Alda is the idea behind, namesake of, and a visiting professor at Stony Brook University’s Alan Alda Center for Communicating Science. The mission, from their website, states, “The Alan Alda Center for Communicating Science works to enhance understanding of science by helping train the next generation of scientists and health professionals to communicate more effectively with the public, public officials, the media, and others outside their own discipline.” Together Alda and the Center host the annual Flame Challenge, which asks scientists from around the world to communicate complex science in ways that would interest and enlighten an 11-year-old.

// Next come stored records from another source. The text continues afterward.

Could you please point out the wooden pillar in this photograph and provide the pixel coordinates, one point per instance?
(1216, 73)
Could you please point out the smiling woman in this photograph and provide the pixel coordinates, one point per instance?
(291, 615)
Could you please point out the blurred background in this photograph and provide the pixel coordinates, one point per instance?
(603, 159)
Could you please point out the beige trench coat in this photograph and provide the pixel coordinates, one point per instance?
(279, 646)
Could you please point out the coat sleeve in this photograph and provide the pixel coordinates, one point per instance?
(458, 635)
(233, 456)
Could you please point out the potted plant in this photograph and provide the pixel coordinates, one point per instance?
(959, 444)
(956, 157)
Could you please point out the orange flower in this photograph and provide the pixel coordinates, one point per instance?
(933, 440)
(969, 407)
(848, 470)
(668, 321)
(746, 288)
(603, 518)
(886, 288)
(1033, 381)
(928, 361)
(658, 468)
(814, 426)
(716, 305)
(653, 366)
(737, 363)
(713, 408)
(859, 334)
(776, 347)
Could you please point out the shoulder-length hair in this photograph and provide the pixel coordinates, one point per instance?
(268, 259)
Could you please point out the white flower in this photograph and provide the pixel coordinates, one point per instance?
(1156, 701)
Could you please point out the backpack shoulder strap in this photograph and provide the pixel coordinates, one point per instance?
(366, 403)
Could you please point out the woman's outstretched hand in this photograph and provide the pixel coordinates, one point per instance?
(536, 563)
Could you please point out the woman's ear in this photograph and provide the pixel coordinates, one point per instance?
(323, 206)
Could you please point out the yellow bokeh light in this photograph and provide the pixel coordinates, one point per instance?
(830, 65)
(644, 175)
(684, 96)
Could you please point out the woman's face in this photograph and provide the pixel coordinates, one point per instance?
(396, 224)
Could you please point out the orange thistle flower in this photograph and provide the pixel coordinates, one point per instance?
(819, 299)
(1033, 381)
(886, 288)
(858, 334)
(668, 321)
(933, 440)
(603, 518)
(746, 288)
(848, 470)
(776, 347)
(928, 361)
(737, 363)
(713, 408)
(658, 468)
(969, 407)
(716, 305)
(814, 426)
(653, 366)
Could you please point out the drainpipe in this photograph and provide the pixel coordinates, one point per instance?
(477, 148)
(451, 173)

“I can’t think of anyone who deserves this honor more, and I am both humbled and thrilled to be presenting it to him (virtually) at the Summit in Phoenix,” said STC President Nicky Bleiel. “His yearly Flame Challenge and his work at the Alan Alda Center for Communicating Science show how deeply he embraces the core principles of technical communication, since both projects strive to make the complex clear and to communicate that information effectively. Mr. Alda is not only a great actor, he is a technical communicator.”

His long-time interest in science and in promoting a greater public understanding of science led to his hosting the award-winning PBS series Scientific American Frontiers for 11 years, on which he interviewed hundreds of scientists from around the world. In 2010, he hosted a science series on PBS called The Human Spark. On Broadway, he appeared as the physicist Richard Feynman in the play QED. In 2002, he had the honor of giving the commencement talk at Caltech, where Feynman himself had delivered the commencement address 28 years earlier.

“I've been a fan of Alan Alda’s Scientific American Frontiers shows on PBS for years,” enthused Paul Mueller, chair of the Honorary Fellow Committee. “The mission of the Alan Alda Center for Communicating Science says it all. Mr. Alda clearly knows the importance of good communication.”

Alda, a seven-time Emmy Award–winner, played Hawkeye Pierce on the classic television series, M*A*S*H, and appeared in continuing roles on ERThe West Wing, 30 Rock, and The Blacklist. He has 33 Emmy nominations as actor, writer, and director, and is a Television Hall of Fame inductee. On film, he has starred in, as well as written and directed, many features, and was nominated for an Academy Award for his role in the Aviator. He has appeared often on the Broadway stage, where he received three Tony nominations.

Please join us in Phoenix to help us celebrate the work of Alan Alda and formally induct him into the Society as an Honorary Fellow!